今回、最優秀賞に選ばれた廣川真菜美さんの『トリゴーリンこそ令和の「かもめ」だ』は、この作品を今上演することの意味を、とても納得のいく形で解釈されています。廣川さんによれば「かもめの剥製を見て、その存在を思い出せないトリゴーリン」は、「求められている自分」に適合しようとして「自身から湧き上がる」ものを見失っている私たち自身の姿なのです。

優秀賞に選ばれた夏越象栄さんの『白狐伝』評も、臨場感をもって俳優の演技や舞台美術、衣裳などを描写しつつ、ちょっとした細部に目を凝らしながら、「境界線」を越えて異質な存在に歩み寄り、痛みを覚悟しながらも「真心」を交わすことの可能性について、スリリングで心を動かされる分析をされています。

もう一本の優秀賞、寺尾眞紀さんの『かちかち山の台所』評は、今回この作品について応募があった唯一の劇評でした。山道を2時間近く移動しながら見る作品なので、客観的に分析するのが難しかったのではと思います。そのなかで寺尾さんは、ご自身で山道を歩いた身体感覚を鮮やかに描写しつつ、それが「今まで主流とされていた側「じゃない方」の声を聴く」ための方法でもあったことを看破されています。

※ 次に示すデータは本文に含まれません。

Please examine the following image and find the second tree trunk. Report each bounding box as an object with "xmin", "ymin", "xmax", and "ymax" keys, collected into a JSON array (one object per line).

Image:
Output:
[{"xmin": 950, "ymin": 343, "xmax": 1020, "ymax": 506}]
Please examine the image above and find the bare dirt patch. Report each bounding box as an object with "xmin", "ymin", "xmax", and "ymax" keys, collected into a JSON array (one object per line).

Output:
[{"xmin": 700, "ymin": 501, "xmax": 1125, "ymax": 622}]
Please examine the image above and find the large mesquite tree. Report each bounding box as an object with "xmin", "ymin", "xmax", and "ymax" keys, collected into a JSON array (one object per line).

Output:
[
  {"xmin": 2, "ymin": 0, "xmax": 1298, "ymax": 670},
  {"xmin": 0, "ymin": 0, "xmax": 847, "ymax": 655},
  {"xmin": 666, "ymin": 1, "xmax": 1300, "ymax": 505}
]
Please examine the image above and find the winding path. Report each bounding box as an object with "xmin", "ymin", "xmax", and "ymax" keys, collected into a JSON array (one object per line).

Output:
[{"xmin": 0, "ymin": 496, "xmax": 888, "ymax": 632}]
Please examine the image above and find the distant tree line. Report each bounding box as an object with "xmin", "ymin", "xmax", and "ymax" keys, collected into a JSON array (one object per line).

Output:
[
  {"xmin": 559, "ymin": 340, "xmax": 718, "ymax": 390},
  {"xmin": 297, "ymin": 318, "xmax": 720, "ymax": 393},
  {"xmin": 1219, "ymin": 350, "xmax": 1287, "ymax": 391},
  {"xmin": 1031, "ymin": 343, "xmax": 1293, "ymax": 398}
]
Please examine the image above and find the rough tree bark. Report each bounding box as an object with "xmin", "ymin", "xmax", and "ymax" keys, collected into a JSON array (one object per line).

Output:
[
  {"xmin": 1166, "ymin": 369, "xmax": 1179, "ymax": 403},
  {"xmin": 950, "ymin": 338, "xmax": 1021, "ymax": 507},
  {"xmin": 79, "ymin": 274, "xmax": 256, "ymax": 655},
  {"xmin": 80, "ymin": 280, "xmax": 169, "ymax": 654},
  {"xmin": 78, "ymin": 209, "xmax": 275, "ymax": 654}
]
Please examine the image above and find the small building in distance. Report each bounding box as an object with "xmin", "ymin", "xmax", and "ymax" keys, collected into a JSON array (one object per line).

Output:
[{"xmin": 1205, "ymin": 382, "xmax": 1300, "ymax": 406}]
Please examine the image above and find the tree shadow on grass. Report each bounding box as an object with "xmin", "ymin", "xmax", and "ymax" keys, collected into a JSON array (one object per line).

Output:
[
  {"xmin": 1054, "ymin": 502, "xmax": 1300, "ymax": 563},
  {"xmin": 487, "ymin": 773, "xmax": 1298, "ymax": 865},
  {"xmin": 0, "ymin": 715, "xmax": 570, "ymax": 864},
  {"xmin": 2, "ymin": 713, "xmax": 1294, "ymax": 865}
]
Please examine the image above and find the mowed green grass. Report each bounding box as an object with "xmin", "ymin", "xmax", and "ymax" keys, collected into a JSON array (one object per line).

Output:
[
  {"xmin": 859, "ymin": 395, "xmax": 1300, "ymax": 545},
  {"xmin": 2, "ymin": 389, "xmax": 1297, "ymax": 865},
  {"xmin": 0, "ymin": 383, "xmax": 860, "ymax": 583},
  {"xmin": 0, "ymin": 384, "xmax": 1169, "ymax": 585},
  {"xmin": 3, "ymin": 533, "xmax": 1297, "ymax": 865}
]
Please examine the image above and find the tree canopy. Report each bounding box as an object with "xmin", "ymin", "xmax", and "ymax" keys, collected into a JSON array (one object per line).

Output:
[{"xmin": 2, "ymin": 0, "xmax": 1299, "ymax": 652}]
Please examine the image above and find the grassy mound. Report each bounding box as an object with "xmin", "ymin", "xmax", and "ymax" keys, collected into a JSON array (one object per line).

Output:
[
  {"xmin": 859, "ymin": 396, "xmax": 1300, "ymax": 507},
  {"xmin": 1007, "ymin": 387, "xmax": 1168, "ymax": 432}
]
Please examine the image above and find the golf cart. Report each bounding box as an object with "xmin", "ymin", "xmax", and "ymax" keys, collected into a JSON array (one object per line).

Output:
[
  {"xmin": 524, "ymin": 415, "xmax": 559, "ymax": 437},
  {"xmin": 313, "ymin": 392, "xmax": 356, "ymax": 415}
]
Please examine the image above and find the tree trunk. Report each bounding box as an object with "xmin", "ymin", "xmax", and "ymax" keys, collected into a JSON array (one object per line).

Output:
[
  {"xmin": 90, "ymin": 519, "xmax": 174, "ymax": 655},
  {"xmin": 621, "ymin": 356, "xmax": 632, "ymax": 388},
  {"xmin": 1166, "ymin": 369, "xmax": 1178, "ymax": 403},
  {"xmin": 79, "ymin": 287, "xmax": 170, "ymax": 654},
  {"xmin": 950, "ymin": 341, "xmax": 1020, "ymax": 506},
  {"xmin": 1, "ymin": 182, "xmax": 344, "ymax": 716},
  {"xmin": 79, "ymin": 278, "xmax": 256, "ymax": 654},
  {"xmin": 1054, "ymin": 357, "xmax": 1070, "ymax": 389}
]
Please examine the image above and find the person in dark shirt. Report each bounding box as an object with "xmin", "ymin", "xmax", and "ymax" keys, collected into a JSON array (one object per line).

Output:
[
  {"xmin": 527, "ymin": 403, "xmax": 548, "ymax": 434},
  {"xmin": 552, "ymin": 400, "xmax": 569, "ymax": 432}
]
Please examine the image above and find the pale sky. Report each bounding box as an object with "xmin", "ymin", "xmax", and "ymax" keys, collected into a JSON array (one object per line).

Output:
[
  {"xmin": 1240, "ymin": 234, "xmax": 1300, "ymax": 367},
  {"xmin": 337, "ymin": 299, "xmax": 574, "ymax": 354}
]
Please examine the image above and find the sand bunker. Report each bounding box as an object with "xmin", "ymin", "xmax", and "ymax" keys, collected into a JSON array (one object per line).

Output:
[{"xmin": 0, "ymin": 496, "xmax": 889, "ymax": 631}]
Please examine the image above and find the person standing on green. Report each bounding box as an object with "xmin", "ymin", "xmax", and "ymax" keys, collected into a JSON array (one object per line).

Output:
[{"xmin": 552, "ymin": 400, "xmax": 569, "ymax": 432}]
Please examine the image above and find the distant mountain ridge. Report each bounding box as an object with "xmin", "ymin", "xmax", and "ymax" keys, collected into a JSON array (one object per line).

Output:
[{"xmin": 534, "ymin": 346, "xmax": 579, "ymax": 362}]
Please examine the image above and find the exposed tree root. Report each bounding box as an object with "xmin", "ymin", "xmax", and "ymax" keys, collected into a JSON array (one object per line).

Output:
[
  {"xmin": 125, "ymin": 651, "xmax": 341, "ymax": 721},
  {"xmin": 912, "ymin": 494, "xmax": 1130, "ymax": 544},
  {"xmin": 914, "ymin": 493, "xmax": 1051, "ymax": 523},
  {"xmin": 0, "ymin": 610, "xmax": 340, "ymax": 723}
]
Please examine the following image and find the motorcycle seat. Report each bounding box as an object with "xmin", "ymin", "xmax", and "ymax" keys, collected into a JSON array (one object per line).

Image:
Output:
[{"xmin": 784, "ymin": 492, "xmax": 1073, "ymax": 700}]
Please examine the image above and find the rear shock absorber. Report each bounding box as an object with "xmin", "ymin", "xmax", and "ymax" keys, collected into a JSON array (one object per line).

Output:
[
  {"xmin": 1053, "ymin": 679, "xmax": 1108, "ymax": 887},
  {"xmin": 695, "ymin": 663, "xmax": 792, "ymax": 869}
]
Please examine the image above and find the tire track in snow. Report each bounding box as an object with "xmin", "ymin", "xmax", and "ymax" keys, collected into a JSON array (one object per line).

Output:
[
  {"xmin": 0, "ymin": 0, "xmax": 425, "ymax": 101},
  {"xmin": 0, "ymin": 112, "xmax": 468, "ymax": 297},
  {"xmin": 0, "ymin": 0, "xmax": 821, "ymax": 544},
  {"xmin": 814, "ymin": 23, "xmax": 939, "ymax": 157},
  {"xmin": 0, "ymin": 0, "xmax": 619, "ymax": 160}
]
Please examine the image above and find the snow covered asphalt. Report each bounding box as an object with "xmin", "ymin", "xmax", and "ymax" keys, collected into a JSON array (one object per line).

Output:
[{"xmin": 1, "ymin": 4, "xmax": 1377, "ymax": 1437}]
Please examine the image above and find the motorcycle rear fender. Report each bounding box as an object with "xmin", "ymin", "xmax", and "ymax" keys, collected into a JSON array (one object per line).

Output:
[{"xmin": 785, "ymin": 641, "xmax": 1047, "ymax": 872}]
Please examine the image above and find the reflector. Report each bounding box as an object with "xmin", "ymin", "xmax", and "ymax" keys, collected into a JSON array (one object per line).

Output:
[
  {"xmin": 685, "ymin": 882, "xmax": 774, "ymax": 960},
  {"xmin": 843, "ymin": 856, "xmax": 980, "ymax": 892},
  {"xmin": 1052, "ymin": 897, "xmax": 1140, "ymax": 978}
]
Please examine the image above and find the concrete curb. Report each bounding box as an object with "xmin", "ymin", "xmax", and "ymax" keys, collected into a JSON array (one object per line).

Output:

みなさんの劇評のおかげで、今年も新茶の季節に上演できた作品一つ一つをもう一度じっくりと味わうことができるのがとてもうれしいです。たいていのことは家にいながらでも体験できる世の中になりましたが、みなさんの文章を読むと、その時、その場だけで起きたことに、体ごと向き合ってくださったのを感じます。みなさんの体験をおすそわけしてくださり、本当にありがとうございました。またみなさんの劇評を拝読できるのを心待ちにしております!